Government policies lead to fall in alcohol consumption
A new report has found that government policies have had a positive impact on alcohol consumption in Scotland.
NHS Health Scotland found that a ban on multi-buy drinks promotions was among a number of successful initiatives.
However, it warned that more needed to be done to ensure the improvements continued, including the introduction of a minimum price for alcohol.
The report is the final review of the Scottish government's alcohol strategy, which was introduced in 2009.
Before then, high and increasing levels of alcohol consumption were closely linked to increasing alcohol harm.
Studies had shown that alcohol may have caused the deaths of one in 20 of the Scots who died in 2003.

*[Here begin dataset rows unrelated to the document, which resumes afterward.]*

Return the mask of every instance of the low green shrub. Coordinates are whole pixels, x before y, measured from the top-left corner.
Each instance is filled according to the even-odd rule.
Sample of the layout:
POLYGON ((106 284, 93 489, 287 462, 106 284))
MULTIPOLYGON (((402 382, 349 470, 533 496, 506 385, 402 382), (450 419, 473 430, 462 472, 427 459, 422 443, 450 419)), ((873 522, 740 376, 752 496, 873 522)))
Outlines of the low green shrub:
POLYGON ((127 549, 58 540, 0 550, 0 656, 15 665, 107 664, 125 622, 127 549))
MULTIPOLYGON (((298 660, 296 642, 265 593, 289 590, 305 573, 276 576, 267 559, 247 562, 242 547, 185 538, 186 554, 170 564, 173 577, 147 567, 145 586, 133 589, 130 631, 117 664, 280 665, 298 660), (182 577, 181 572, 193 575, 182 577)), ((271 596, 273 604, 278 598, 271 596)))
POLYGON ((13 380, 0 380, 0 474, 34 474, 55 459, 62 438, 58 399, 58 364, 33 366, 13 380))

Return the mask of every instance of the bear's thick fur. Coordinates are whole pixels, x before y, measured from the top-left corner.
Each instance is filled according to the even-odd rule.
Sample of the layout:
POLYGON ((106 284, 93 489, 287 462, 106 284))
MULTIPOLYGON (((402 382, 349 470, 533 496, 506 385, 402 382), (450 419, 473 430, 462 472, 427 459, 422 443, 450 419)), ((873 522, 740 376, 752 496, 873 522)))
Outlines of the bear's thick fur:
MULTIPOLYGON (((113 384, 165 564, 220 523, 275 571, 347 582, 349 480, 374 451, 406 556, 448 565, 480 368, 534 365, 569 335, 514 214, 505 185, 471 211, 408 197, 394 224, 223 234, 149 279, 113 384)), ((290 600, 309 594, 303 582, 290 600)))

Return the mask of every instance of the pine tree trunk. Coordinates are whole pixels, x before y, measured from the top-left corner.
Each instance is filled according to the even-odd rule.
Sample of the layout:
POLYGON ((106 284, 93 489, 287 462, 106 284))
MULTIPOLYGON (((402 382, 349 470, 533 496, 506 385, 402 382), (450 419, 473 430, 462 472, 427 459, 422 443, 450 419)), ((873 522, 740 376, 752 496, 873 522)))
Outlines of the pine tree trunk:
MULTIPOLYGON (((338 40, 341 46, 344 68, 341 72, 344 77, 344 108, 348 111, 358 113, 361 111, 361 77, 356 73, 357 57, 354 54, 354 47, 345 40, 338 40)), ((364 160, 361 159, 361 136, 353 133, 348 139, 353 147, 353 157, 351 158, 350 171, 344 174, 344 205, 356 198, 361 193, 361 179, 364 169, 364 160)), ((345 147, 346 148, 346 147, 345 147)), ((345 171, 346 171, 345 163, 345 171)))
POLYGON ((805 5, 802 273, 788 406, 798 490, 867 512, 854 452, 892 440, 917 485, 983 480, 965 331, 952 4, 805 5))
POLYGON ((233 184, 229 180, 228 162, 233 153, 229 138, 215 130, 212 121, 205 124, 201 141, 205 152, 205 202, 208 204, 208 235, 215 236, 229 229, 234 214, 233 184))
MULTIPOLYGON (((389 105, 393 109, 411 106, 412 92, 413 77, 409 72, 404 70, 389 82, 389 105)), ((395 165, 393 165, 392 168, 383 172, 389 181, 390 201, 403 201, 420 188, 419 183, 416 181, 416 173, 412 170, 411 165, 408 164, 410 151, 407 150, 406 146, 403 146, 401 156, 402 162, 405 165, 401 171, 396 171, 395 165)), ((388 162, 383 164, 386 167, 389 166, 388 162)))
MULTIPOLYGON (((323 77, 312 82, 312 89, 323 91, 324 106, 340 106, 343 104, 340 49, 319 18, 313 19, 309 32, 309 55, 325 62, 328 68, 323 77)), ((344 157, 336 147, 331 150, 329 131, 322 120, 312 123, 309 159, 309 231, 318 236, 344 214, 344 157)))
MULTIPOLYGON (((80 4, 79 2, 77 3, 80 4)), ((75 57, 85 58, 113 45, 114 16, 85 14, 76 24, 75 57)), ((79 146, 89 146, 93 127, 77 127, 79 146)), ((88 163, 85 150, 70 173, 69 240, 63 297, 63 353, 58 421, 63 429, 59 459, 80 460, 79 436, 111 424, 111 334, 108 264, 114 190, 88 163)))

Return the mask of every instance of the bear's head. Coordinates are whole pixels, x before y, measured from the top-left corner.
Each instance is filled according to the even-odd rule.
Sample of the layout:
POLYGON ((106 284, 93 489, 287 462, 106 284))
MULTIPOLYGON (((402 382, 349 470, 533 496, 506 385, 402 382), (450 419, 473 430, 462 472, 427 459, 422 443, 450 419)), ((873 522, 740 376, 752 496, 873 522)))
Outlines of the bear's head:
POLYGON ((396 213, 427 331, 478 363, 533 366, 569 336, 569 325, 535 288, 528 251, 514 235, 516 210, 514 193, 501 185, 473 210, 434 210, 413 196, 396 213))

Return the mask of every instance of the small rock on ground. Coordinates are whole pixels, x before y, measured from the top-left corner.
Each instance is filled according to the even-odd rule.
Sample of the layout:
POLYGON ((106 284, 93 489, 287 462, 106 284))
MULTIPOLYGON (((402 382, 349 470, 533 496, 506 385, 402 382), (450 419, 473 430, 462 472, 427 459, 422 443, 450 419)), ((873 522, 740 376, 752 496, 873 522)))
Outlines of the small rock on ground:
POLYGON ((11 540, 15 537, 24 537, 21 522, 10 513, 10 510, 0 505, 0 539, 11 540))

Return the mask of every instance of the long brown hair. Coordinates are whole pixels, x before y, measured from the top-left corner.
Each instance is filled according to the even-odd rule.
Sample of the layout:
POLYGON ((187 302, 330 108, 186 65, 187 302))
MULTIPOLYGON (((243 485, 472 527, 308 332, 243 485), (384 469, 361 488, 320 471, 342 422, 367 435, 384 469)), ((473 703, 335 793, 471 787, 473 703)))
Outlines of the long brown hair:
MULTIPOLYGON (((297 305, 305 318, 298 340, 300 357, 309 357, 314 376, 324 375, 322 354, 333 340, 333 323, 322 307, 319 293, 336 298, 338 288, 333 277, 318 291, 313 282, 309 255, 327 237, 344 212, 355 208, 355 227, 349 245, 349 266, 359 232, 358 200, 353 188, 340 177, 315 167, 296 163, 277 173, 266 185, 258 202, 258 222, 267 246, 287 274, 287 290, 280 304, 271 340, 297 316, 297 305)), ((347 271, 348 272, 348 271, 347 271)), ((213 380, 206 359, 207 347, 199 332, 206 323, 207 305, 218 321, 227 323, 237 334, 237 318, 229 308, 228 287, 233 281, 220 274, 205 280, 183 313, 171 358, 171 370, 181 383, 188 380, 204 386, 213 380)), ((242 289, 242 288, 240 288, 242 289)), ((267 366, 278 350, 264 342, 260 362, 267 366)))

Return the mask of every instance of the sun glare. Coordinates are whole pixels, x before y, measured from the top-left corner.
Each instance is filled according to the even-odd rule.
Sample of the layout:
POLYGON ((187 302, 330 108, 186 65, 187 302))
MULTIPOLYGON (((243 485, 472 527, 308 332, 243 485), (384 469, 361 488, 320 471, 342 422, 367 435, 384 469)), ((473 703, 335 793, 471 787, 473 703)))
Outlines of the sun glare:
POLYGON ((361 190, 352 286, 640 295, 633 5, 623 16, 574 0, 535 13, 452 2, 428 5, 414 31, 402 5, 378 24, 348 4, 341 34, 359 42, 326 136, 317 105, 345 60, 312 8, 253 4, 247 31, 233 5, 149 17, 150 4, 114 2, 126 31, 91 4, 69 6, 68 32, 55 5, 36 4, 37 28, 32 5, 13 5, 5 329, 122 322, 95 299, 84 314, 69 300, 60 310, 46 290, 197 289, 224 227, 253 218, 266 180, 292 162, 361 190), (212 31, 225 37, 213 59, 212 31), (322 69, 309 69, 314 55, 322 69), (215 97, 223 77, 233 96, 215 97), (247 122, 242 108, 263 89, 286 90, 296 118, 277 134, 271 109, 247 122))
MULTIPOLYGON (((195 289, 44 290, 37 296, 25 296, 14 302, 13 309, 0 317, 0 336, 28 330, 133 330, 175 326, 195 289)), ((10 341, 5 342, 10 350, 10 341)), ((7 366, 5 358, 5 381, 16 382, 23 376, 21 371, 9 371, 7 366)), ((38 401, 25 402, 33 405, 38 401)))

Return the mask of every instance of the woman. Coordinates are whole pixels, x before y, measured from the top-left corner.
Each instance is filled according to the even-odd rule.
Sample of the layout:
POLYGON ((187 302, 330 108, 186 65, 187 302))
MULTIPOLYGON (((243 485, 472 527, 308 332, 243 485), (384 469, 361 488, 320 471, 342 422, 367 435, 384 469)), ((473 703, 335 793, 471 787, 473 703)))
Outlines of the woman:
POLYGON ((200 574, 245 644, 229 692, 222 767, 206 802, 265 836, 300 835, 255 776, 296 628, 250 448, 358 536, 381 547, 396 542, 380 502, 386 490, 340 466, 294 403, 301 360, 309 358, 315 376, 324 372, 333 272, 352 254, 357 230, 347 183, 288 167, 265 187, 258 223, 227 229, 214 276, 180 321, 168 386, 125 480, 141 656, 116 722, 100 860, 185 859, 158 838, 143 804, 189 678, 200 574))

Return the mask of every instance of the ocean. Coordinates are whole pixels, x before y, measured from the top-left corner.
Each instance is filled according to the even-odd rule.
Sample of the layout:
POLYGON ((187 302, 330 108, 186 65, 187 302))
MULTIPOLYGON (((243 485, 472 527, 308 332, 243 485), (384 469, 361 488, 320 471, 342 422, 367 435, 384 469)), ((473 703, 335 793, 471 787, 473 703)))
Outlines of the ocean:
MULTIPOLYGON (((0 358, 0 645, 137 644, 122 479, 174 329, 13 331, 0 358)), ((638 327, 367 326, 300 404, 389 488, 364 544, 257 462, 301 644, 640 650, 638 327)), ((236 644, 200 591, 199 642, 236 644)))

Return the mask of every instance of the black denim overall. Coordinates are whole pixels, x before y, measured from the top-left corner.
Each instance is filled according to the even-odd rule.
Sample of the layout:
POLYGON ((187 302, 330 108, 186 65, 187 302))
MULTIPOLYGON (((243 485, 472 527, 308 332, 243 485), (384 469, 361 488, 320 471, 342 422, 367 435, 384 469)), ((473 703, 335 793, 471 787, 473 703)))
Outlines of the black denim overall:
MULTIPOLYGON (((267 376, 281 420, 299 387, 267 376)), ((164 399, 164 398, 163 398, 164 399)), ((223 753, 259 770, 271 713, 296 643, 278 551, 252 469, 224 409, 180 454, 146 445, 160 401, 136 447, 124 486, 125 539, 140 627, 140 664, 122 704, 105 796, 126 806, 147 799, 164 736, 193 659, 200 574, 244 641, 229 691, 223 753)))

The government's "framework for action" outlined 41 steps to reduce alcohol consumption, and support families and communities.
A key policy - a minimum price for alcohol - has not been introduced because it is subject to a legal challenge by the Scotch Whisky Association.
Clare Beeston, from NHS Health Scotland, said the country continued to "pay a heavy price" for high levels of alcohol consumption.
She added: "The picture has improved but levels of alcohol-related harm remain high - on average 22 people in Scotland die every week because of alcohol."
She warned that the decline in alcohol consumption and harm may have slowed or stalled recently.
"We need to continue to push for the most effective ways to reduce the amount of alcohol Scotland drinks," she said.
"These are to reduce the affordability, availability and promotion of alcohol.
"A minimum unit price for alcohol is one of the best ways to reduce drinking in the heaviest drinkers and tackle the alcohol related health inequalities."
The report highlighted the success of several parts of the strategy:
- About 43% of "harmful and hazardous" drinkers had a short conversation, or alcohol brief intervention (ABI), with a clinician about their drinking
- The ban on multi-buy promotions in 2011 was associated with a 2.6% reduction in off-trade sales
- Tripling of investment in specialist treatment and care services for those dependent on alcohol
- Improved awareness of the harm that alcohol causes in Scotland.
It also found that external factors, such as a fall in disposable income, were likely to have had an impact on alcohol trends.
Public Health Minister Maureen Watt said: "We have seen reductions in alcohol-related harm and this is of course welcome.
"However, harm rates are still higher than they were 20 years ago and higher than in England and Wales, so now is not the time to be complacent."
She added: "The report also recognises that a key element of the alcohol framework - minimum unit pricing - has yet to be implemented due to a legal challenge from parts of the alcohol industry and this has impacted on the progress made.
"Given the link between consumption and harm, and evidence that affordability is a key driver of increased consumption, addressing price is an important element of any long-term strategy to tackle alcohol misuse and, as such, we remain committed to introducing minimum unit pricing."